Humeyni başarısından o kadar emindi ki, önce laikliğe, Atatürk'e ve Türkiye'ye saldırdı. İslam ülkeleri, kötü örnek(!) olan Türkiye yerine İran'ı izlemeliydi. Nitekim İran vakit kaybetmeden başta Türkiye, tüm İslam ülkelerine ‘‘devrim ihraç etmeye’’ kalkıştı.

Geçenlerde İranlı gazetecileri ve fikir adamlarını katlettikleri ortaya çıkan İran İstikamet Bakanlığı'nın elemanları, Türkiye'deki engelleri bertaraf etmeye başladılar:

Bir yandan Türkiye'deki Şah taraftarı İranlıları, öte yandan da (bizim kanaatimize göre) Muammer Aksoy, Çetin Emeç ve Turan Dursun'u (belki Bahriye Üçok'u da) onlar öldürttüler.

Bu satırların yazarı ise, listelerinde olmasına rağmen Allah'ın lütfuna ilaveten tedbirli ve şanslı olduğu için bugüne geldi.

Şimdi yirmi yıl sonra İran'a bakıp da ‘‘Bu devrim başarılı oldu’’ diyebilen neredeyse yok.

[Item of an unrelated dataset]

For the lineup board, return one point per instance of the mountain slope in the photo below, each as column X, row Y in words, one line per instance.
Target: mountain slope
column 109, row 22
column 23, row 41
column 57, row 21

Türkiye (bazılarının alay ettiği) devrimler sayesinde 10 yılda her yaştan 15 milyon genç yaratmayı (halka o heyecanı vermeyi) başarmıştı. Oysa, İran'a gidip gelen Milliyet yazarı Ruşen Çakır dün, ‘‘Tahran'da devrimci coşku gözlemek mümkün değil’’ diye yazıyordu.

International Herald Tribune'de Douglas Jehl ise, İranlı gençlerin ‘‘Peki ama, bu İslami devrim neden yapıldı?’’ dediklerini bildiriyor.

Bir devrimi mahkûm etmek için bundan daha ağır ne denebilir?